Nel libro Capitalismo cannibale, Nancy Fraser sostiene che la creazione di profitti non avviene solo attraverso i processi produttivi, ma anche attraverso la continua appropriazione di aspetti della vita sociale rimasti fuori dalla produzione, o volutamente tenuti fuori, che però possono essere “cannibalizzati” per estrarne nuovo valore. Le analogie tra le vicende presentate in questo libro ci suggeriscono che la creazione di profitti sulle città avviene anche attraverso l’appropriazione di sfere della vita urbana in precedenza tenute fuori dalla produzione di valore come il welfare, la creatività e l’associazionismo, a diverse scale contemporaneamente, e con la creazione di retoriche che ne giustificano l’appropriazione¹. Esse riguardano non solo parti specifiche di città, ma ogni aspetto prevalentemente non commerciale della vita sociale, compresi quelli formali come l’edilizia pubblica. Fraser identifica in questo cannibalismo il proseguimento ideale delle “grandi recinzioni” dei beni comuni, le enclosures del XVI e XVII secolo², con cui i signori e i nobili “letteralmente derubavano i poveri della loro parte di terreno demaniale³”. Dopo queste recinzioni quasi mitologiche, che impedirono alle comunità contadine europee l’accesso alle foreste e ai pascoli comuni, parallelamente allo sviluppo industriale le classi dirigenti hanno continuato a “derubare i poveri” di risorse fondamentali che garantivano la loro sopravvivenza4. Le recinzioni dei terreni comuni inglesi servirono da modello per l’usurpazione delle terre indigene nelle colonie, e proseguono oggi con il land-grab in Amazzonia o nel sud-est asiatico, fino agli attacchi recenti a beni di cui non era neanche pensabile la recinzione – l’acqua, le piante medicinali, il Dna, “addirittura la pioggia”, come recita il titolo di un film del 20105. Ogni ricchezza è potenzialmente anche fonte di recinzioni ed espropri: la conseguenza della ricchezza della terra è la povertà delle persone6.

____________________

¹Si veda Emanuele Belotti, Davide Caselli, 2016. La finanziarizzazione del welfare: una esplorazione del caso italiano. In Urban@it, Le agende urbane delle città italiane. Sulla questione delle scale: Brenner N., New urban spaces. Urban theory and the scales question, Oxford University Press, 2019.

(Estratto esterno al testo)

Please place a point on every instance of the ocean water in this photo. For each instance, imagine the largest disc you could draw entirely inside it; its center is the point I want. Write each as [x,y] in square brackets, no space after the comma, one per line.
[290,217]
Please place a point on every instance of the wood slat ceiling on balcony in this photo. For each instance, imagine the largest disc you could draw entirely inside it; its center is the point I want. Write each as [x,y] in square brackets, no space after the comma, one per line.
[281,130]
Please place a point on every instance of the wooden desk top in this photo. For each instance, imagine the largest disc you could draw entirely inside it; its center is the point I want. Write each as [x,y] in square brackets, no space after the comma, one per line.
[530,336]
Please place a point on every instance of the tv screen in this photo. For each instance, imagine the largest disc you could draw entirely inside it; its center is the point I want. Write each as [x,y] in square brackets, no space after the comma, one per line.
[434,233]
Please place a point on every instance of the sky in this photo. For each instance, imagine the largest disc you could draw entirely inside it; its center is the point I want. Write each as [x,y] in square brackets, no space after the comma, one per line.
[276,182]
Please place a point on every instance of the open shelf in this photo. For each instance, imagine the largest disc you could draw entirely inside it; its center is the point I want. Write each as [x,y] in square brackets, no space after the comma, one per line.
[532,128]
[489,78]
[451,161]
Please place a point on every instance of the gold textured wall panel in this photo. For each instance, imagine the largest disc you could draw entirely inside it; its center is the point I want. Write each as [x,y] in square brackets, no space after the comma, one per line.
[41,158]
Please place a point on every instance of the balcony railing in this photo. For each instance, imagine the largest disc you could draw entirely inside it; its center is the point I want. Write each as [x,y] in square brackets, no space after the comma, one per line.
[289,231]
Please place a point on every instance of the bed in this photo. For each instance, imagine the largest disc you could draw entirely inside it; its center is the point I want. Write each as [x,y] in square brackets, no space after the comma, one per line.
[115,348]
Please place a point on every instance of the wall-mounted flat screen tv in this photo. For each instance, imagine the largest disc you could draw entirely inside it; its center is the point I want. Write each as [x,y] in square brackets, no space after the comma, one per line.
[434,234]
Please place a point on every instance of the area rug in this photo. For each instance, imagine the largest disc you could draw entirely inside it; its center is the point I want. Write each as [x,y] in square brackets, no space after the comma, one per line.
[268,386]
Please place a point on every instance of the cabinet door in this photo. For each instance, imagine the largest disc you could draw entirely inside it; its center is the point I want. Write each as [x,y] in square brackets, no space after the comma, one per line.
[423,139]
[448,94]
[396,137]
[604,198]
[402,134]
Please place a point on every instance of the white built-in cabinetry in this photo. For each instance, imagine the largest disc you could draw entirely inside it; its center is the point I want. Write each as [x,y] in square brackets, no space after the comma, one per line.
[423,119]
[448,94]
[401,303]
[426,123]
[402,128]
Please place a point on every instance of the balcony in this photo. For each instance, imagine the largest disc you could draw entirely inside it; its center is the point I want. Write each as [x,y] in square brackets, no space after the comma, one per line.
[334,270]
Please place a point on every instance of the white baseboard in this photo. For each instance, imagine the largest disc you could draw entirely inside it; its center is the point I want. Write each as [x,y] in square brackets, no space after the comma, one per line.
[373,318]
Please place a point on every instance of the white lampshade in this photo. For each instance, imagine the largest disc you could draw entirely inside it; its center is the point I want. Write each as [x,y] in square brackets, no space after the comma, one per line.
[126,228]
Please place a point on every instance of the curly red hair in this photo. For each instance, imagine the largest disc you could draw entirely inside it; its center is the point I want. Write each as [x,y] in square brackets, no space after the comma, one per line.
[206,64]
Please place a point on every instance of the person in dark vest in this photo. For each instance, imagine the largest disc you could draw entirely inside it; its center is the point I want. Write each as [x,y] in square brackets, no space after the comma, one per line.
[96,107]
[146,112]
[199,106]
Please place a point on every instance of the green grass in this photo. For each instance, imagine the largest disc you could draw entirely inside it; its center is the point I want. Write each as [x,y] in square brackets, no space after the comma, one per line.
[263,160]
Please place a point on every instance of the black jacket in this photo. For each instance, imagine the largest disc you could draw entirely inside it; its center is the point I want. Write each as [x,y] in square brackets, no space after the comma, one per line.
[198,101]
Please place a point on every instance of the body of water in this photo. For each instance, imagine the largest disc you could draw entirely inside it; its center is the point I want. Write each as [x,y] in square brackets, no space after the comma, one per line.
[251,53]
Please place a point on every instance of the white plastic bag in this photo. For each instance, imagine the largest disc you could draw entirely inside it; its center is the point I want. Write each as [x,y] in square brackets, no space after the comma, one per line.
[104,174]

²L’idea era già in Hodkinson, S. 2012, The new urban enclosures, City 16(2): 500-518.

³Polanyi, K., La grande trasformazione, Einaudi, Torino, 1974.

4Midnight Notes Collective, “The New Enclosures”, Midnight Notes 10, 1990; Shiva V., The Enclosure and Recovery of the Commons: Biodiversity, Indigenous Knowledge and Intellectual Property Rights, New Delhi Research Foundation for Science, Technology and Ecology, 1997; de Angelis M., The beginning of history. Value struggle and global capital, Pluto, London, 2007; Vasudevan A., McFarlane C., Jeffrey A., “Spaces of enclosure”, Geoforum 39 (5), 2008, pp. 1641-1646 Federici S., Calibano e la strega. Le donne, il corpo e l’accumulazione originaria, Mimesis, Roma, 2013.

5Y también la lluvia (2010) di Icíar Bollaín, sulle battaglie per l’acqua nell’altipiano di Cochabamba, Bolivia.

6Galeano E., Le vene aperte dell’America Latina, Sur, Roma, 2021 (1971).